# Any experience with Malaysian Blackwood?



## Anton (Aug 20, 2013)

Have a blank for a WA handle, about 18 months drying.

Does it need to be stabilized or is it considered a natural hardwood?


----------



## Lefty (Aug 20, 2013)

Never used it, but I'm going to say it shouldn't need stabilizing...I could be wrong. Basically, I just want to say it's friggin' beautiful!


----------



## CPD (Aug 20, 2013)

Malaysian blackwood is a nickname for a variety of true ebony or Asian ebony. Most of the ebony's and rosewood's too, are very dense and hard. You shouldn't need to stabilize them, unless they have burls and defects you are trying to deal with. 

That said - ebony's have a reputation for being really finicky while they dry. They'll check and crack if you're not careful....and even then, they'll torture you with more of the same. 

The loose rule of thumb I've heard is it's about a year of drying time per inch of thickness with the end grain waxed. 

Once dry, they are stabile. At 18 months, if you have no checks or cracks, you're probably good to go on a small piece. If you haven't worked with ebony's before -- be warned: they are tough on tools and being so dense, don't always glue easily either.


----------



## Anton (Aug 20, 2013)

CPD, 
Thanks - this is great feedback and puts me at ease somewhat... It's a super clean piece and it has been in wax for the last 4 months. very SHARP tools is the key.

Now come the decision of what to pair it with... it's like naming a child...? 



CPD said:


> Malaysian blackwood is a nickname for a variety of true ebony or Asian ebony. Most of the ebony's and rosewood's too, are very dense and hard. You shouldn't need to stabilize them, unless they have burls and defects you are trying to deal with.
> 
> That said - ebony's have a reputation for being really finicky while they dry. They'll check and crack if you're not careful....and even then, they'll torture you with more of the same.
> 
> ...


----------



## Lefty (Aug 20, 2013)

Afzelia burl and copper.


----------



## chinacats (Aug 20, 2013)

That is one gorgeous piece of wood!


----------



## cclin (Aug 20, 2013)

beautiful Malaysian Blackwood!! how about a nice marble horn & mammoth ivory to match up....


----------



## Anton (Aug 20, 2013)

Tooth would be too busy.. 

Horn, yes this could be.. maybe.

Also thinking of sandwich between all black blackwood cap and ferrule with nickel spacers... And put onto a Suji Kitaeji yanagiba. Hard to picture...


----------



## CPD (Aug 20, 2013)

Anton said:


> CPD,
> Thanks - this is great feedback and puts me at ease somewhat... It's a super clean piece and it has been in wax for the last 4 months. very SHARP tools is the key.
> 
> Now come the decision of what to pair it with... it's like naming a child...?



Glad to help.
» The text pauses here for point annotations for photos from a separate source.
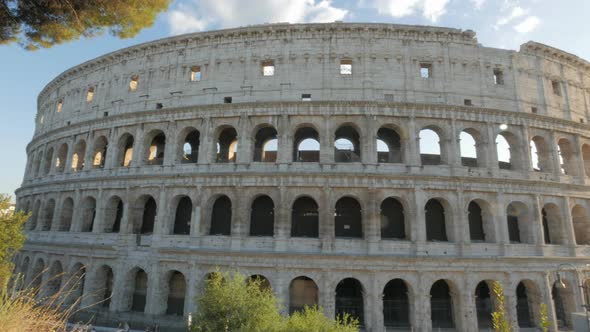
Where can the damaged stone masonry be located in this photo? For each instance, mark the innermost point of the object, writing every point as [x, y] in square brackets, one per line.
[387, 171]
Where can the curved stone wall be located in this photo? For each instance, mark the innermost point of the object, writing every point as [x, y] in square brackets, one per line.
[356, 162]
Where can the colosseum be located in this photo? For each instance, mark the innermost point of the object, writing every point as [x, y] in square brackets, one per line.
[388, 171]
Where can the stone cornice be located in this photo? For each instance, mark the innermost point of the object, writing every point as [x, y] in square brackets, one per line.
[430, 110]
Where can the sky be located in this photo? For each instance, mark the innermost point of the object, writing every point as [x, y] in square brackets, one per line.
[498, 23]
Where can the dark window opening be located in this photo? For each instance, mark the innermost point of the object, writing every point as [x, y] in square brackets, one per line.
[476, 232]
[349, 299]
[523, 308]
[302, 292]
[346, 145]
[348, 218]
[182, 220]
[221, 217]
[305, 218]
[435, 221]
[262, 217]
[176, 291]
[265, 145]
[396, 307]
[149, 216]
[441, 306]
[388, 146]
[227, 145]
[139, 292]
[483, 305]
[306, 145]
[392, 219]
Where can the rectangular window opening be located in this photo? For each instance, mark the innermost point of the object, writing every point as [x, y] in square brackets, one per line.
[425, 70]
[498, 77]
[556, 88]
[133, 83]
[195, 73]
[346, 67]
[90, 94]
[268, 68]
[59, 106]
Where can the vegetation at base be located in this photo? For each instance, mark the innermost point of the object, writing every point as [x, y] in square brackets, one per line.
[11, 238]
[499, 318]
[232, 302]
[43, 24]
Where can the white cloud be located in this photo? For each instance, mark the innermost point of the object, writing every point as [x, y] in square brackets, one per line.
[515, 13]
[198, 15]
[430, 9]
[528, 25]
[478, 3]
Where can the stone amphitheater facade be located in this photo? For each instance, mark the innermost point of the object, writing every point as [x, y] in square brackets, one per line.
[297, 153]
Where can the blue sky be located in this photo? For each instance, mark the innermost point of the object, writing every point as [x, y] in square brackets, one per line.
[498, 23]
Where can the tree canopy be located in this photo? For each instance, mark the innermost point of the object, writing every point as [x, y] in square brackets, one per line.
[11, 238]
[232, 302]
[38, 24]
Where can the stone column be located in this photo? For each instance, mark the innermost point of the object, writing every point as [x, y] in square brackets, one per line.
[327, 142]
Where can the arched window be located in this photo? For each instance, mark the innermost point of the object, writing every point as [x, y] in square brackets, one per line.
[221, 217]
[349, 299]
[190, 147]
[540, 155]
[483, 305]
[113, 215]
[138, 300]
[88, 214]
[148, 218]
[125, 150]
[476, 232]
[393, 225]
[303, 291]
[388, 146]
[306, 145]
[78, 156]
[182, 219]
[586, 158]
[67, 211]
[262, 217]
[266, 145]
[523, 307]
[553, 228]
[435, 221]
[156, 148]
[99, 152]
[47, 216]
[430, 149]
[348, 218]
[468, 148]
[346, 145]
[563, 302]
[581, 225]
[504, 154]
[396, 306]
[305, 218]
[227, 144]
[567, 157]
[62, 155]
[47, 161]
[441, 305]
[54, 279]
[176, 292]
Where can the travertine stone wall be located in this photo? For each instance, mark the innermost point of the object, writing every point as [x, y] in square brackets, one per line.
[538, 94]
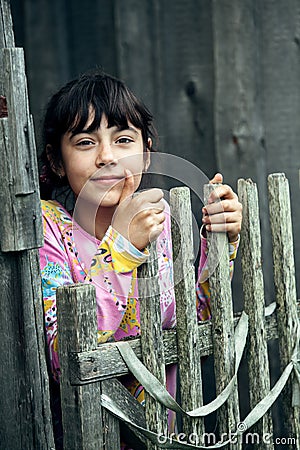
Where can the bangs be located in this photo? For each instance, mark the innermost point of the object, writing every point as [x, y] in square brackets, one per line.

If you're looking for ideas, I'd Google Macassar Ebony and either art deco or guitars to see what an image search shows. Macassar ebony has a very similar look. Guitar makers use it as a tone wood sometimes and for art deco period furniture they used to use a ton of the stuff. It looks amazing next to whiter tone materials for contrast. They'd have used ivory, bone, shagreen or pearl...but might work great with micarta or something ike that.... or American Holly if you wanted a white wood (and assuming you can find it, that's stuff's hard to find too). Copper and gold tones get used with it a lot too...so a second to Lefty's copper suggestion.

post pictures when you're done.


----------



## cclin (Aug 21, 2013)

Anton said:


> Tooth would be too busy..
> 
> Horn, yes this could be.. maybe.
> 
> Also thinking of sandwich between all black blackwood cap and ferrule with nickel spacers... And put onto a Suji Kitaeji yanagiba. Hard to picture...



huh?? mammoth ivory(natural white color spacer) is too busy?? I guess you prefer metal spacer more..... I'm little too old for shiny spacer:joec: Happy custom your yanagiba handle!!


----------



## CrisAnderson27 (Aug 21, 2013)

cclin said:


> huh?? mammoth ivory(natural white color spacer) is too busy?? I guess you prefer metal spacer more..... I'm little too old for shiny spacer:joec: Happy custom your yanagiba handle!!



I think he might have thought you meant mammoth tooth, which is pretty busy lol.


----------



## Burl Source (Aug 24, 2013)

Anton said:


> Also thinking of sandwich between all black blackwood cap and ferrule with nickel spacers...


I like the idea of matching one of the colors in the Malaysian Blackwood and a thin metal spacer. My taste would matching it up with the African Blackwood like you mentioned and copper spacers. Maybe even a piece of hammered copper on the front of the ferrule like Butch does.


----------



## Anton (Aug 24, 2013)

It may just end up with Butch ....


----------



## Lefty (Aug 24, 2013)

Great choice!


----------



## mkriggen (Aug 24, 2013)

Anton said:


> Now come the decision of what to pair it with... it's like naming a child...?



I put it with amboyna...


----------



## CPD (Aug 24, 2013)

Burl Source said:


> I like the idea of matching one of the colors in the Malaysian Blackwood and a thin metal spacer. My taste would matching it up with the African Blackwood like you mentioned and copper spacers. Maybe even a piece of hammered copper on the front of the ferrule like Butch does.



That's a nice looking match. If you work with african blackwood though - one word of caution - it dulls everything. It is incredibly dense and heavy. I'm making a handle out of it right now and it's amazing stuff. It polishes to a ridiculous level and looks great once it's been finished but it shakes off 80 grit sand paper like it's a tomato facing a knife blank that hasn't ever been ground or sharpened.


----------